LeetCode Problem 738

An integer has monotone increasing digits if and only if each pair of adjacent digits x and y satisfy x <= y.

Given an integer n, return the largest number that is less than or equal to n with monotone increasing digits.

Example 1:

Input: n = 10
Output: 9

Example 2:

Input: n = 1234
Output: 1234

Example 3:

Input: n = 332
Output: 299

Constraints:

• 0 <= n <= 109

Difficulty: Medium

Tags: math, greedy

Rating: 92.57%

Intuition

The key insight to solving this problem is to find the first point where the monotone increasing property is violated (where a digit is smaller than the previous digit), and then modify the number to get the largest possible monotone increasing number less than or equal to the input.

Solution Walkthrough

Let’s break down the solution with a detailed example using n = 332:

1. First, we convert the number to a list of characters: ['3', '3', '2']

2. We scan from left to right to find where the monotone increasing property is violated:

   • Compare 3 and 3: okay (equal)
   • Compare 3 and 2: violation found! (3 > 2)

3. When we find a violation, we:

   • Decrease the previous digit (3 becomes 2)
   • Set all following digits to 9
   • Result: 299

Here’s a visualization of the process:

332 (initial number)
↓
322 (after decreasing the first '3')
↓
299 (after setting remaining digits to '9')
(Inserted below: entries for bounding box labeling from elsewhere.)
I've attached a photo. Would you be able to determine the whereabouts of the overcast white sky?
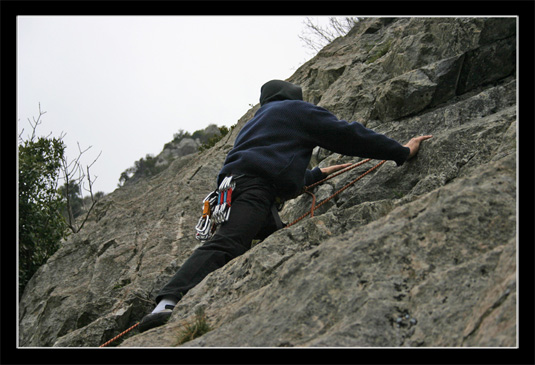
[17,16,338,193]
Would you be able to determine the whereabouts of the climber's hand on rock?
[320,163,352,176]
[405,135,433,160]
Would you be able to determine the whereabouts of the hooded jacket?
[218,80,410,199]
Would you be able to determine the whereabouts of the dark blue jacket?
[218,100,410,199]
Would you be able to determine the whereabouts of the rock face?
[19,18,517,347]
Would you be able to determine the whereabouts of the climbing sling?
[100,158,387,347]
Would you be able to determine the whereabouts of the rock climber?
[139,80,432,332]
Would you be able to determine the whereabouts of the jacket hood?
[260,80,303,106]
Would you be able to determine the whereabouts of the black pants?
[156,176,278,302]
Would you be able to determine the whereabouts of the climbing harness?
[195,176,236,241]
[99,158,387,347]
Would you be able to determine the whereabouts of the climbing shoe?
[139,304,175,332]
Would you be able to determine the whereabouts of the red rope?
[99,322,139,347]
[286,159,386,227]
[99,159,386,347]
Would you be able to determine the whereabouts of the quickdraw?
[195,176,236,241]
[100,159,386,347]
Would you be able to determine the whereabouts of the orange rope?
[286,159,387,227]
[99,159,387,347]
[99,322,139,347]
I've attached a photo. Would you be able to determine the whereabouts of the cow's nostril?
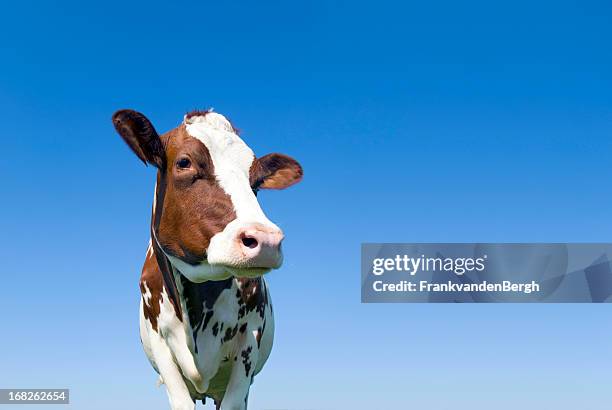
[242,236,259,249]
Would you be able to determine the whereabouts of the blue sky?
[0,1,612,410]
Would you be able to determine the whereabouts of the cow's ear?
[113,110,166,169]
[250,154,304,189]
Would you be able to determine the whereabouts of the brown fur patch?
[156,125,236,265]
[249,154,304,189]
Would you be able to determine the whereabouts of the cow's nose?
[238,224,284,268]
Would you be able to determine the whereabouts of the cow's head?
[113,110,302,282]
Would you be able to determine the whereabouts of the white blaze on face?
[179,112,278,273]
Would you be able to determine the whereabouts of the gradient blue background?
[0,1,612,410]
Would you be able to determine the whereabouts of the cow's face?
[113,110,302,282]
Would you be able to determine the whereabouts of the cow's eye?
[176,158,191,168]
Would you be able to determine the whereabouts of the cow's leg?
[220,338,259,410]
[150,335,195,410]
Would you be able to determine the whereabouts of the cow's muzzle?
[235,223,284,269]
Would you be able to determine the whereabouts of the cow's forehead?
[184,112,255,172]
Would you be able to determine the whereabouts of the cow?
[112,110,303,410]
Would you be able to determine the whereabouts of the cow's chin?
[166,255,272,283]
[226,266,272,278]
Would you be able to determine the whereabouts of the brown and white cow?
[113,110,302,410]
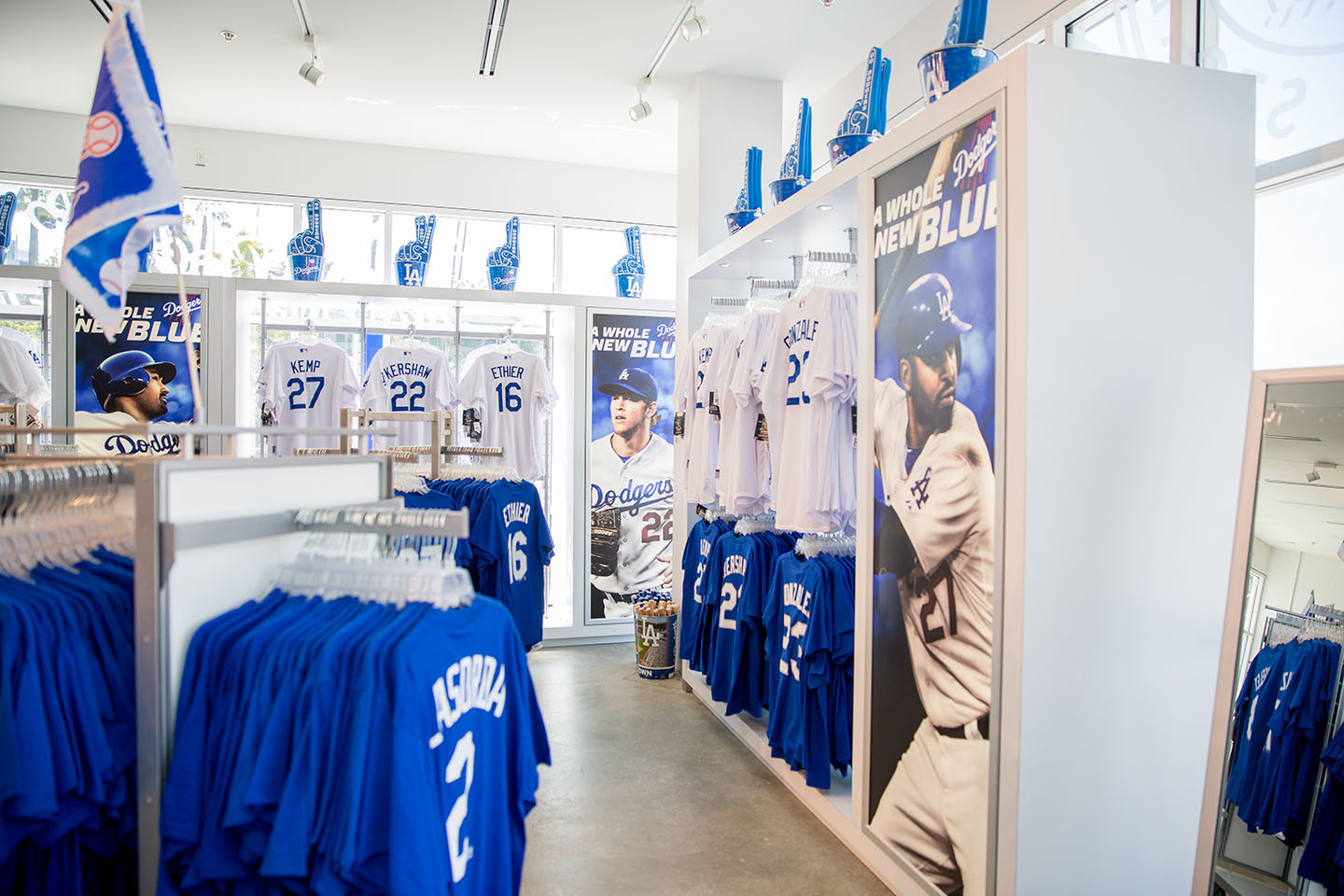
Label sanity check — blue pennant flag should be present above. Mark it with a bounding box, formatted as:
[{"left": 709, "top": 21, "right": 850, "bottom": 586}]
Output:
[{"left": 61, "top": 0, "right": 181, "bottom": 342}]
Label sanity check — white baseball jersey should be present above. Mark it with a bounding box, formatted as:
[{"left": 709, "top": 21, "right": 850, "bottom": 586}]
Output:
[
  {"left": 719, "top": 306, "right": 779, "bottom": 514},
  {"left": 761, "top": 287, "right": 855, "bottom": 532},
  {"left": 676, "top": 320, "right": 733, "bottom": 505},
  {"left": 0, "top": 334, "right": 51, "bottom": 409},
  {"left": 257, "top": 340, "right": 358, "bottom": 454},
  {"left": 589, "top": 432, "right": 672, "bottom": 594},
  {"left": 874, "top": 379, "right": 995, "bottom": 728},
  {"left": 76, "top": 411, "right": 183, "bottom": 455},
  {"left": 458, "top": 349, "right": 560, "bottom": 480},
  {"left": 360, "top": 339, "right": 457, "bottom": 449}
]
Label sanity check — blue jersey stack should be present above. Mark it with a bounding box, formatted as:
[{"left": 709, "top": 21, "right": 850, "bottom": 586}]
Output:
[
  {"left": 1227, "top": 638, "right": 1340, "bottom": 847},
  {"left": 398, "top": 480, "right": 555, "bottom": 648},
  {"left": 0, "top": 550, "right": 135, "bottom": 896},
  {"left": 681, "top": 519, "right": 855, "bottom": 789},
  {"left": 159, "top": 591, "right": 550, "bottom": 896}
]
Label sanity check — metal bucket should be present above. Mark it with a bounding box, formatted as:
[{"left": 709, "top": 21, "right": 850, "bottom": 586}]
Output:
[{"left": 635, "top": 611, "right": 678, "bottom": 679}]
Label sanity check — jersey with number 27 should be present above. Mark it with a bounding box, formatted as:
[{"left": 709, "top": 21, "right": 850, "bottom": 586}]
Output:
[
  {"left": 458, "top": 352, "right": 559, "bottom": 480},
  {"left": 360, "top": 339, "right": 457, "bottom": 449},
  {"left": 257, "top": 340, "right": 358, "bottom": 454}
]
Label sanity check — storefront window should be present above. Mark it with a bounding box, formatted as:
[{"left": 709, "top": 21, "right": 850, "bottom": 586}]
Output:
[
  {"left": 1200, "top": 0, "right": 1344, "bottom": 162},
  {"left": 0, "top": 181, "right": 70, "bottom": 267},
  {"left": 1067, "top": 0, "right": 1172, "bottom": 62}
]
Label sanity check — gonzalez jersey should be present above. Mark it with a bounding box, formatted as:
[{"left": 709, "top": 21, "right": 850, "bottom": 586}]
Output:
[
  {"left": 360, "top": 339, "right": 457, "bottom": 449},
  {"left": 589, "top": 432, "right": 672, "bottom": 594},
  {"left": 257, "top": 340, "right": 358, "bottom": 454},
  {"left": 874, "top": 379, "right": 995, "bottom": 728},
  {"left": 458, "top": 351, "right": 559, "bottom": 480}
]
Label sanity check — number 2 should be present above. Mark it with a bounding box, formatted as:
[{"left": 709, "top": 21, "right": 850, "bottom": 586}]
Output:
[
  {"left": 285, "top": 376, "right": 327, "bottom": 411},
  {"left": 719, "top": 581, "right": 741, "bottom": 631},
  {"left": 913, "top": 564, "right": 957, "bottom": 645},
  {"left": 785, "top": 349, "right": 812, "bottom": 404},
  {"left": 443, "top": 731, "right": 476, "bottom": 884}
]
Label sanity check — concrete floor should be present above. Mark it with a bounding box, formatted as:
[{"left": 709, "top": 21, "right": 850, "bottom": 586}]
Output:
[{"left": 523, "top": 643, "right": 889, "bottom": 896}]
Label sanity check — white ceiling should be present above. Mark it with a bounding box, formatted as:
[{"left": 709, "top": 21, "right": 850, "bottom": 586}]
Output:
[
  {"left": 0, "top": 0, "right": 924, "bottom": 172},
  {"left": 1255, "top": 383, "right": 1344, "bottom": 556}
]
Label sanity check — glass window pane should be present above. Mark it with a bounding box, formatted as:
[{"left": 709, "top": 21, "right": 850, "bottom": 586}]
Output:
[
  {"left": 1067, "top": 0, "right": 1172, "bottom": 62},
  {"left": 162, "top": 198, "right": 294, "bottom": 279},
  {"left": 392, "top": 214, "right": 555, "bottom": 293},
  {"left": 1201, "top": 0, "right": 1344, "bottom": 162},
  {"left": 321, "top": 205, "right": 387, "bottom": 284},
  {"left": 1254, "top": 171, "right": 1344, "bottom": 370},
  {"left": 0, "top": 181, "right": 70, "bottom": 267}
]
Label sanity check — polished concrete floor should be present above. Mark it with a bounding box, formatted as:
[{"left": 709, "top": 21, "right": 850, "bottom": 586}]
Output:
[{"left": 523, "top": 643, "right": 889, "bottom": 896}]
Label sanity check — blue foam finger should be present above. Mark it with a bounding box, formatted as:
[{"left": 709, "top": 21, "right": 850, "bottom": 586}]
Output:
[
  {"left": 611, "top": 227, "right": 644, "bottom": 299},
  {"left": 289, "top": 199, "right": 327, "bottom": 279},
  {"left": 0, "top": 192, "right": 19, "bottom": 265}
]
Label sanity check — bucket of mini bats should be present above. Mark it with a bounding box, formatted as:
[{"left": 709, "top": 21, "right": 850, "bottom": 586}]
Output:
[
  {"left": 919, "top": 43, "right": 999, "bottom": 104},
  {"left": 635, "top": 597, "right": 676, "bottom": 679}
]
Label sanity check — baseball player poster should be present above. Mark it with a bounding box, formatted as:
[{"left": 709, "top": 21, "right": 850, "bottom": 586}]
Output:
[
  {"left": 867, "top": 111, "right": 999, "bottom": 896},
  {"left": 73, "top": 290, "right": 201, "bottom": 454},
  {"left": 587, "top": 312, "right": 676, "bottom": 622}
]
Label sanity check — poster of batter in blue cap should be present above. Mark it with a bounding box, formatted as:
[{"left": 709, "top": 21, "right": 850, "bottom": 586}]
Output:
[
  {"left": 587, "top": 312, "right": 676, "bottom": 622},
  {"left": 74, "top": 291, "right": 201, "bottom": 455},
  {"left": 867, "top": 113, "right": 999, "bottom": 896}
]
Another example with n = 1234:

• Since all digits are already increasing (1 < 2 < 3 < 4), no modifications are needed.

Let’s look at a more complex example, n = 668841:

668841 (initial number)
↓
668841 -> 668741 -> 667741 (8 > 4, decrease 8; 8 > 7, decrease 8)
↓
667741 -> 667799 (Set all remaining digits to 9)

Python Implementation

class Solution:
    def monotoneIncreasingDigits(self, n: int) -> int:
        s = list(str(n))
        # Find the first decreasing digit
        i = 1
        while i < len(s) and s[i-1] <= s[i]:
            i += 1
        
        # Decrease the previous digit 
        while i > 0 and i < len(s) and s[i-1] > s[i]:
            s[i-1] = str(int(s[i-1]) - 1)
            i -= 1
            
        # Set all digits after the first decreasing digit to 9
        for j in range(i + 1, len(s)):
            s[j] = '9'
    
        return int(''.join(s))

Time and Space Complexity

• Time Complexity: $O(n)$, where n is the number of digits in the input number. We may need to scan through all digits once.
• Space Complexity: $O(log n)$ to store the digits of the number. Since we convert the number to a string, we need space proportional to the number of digits.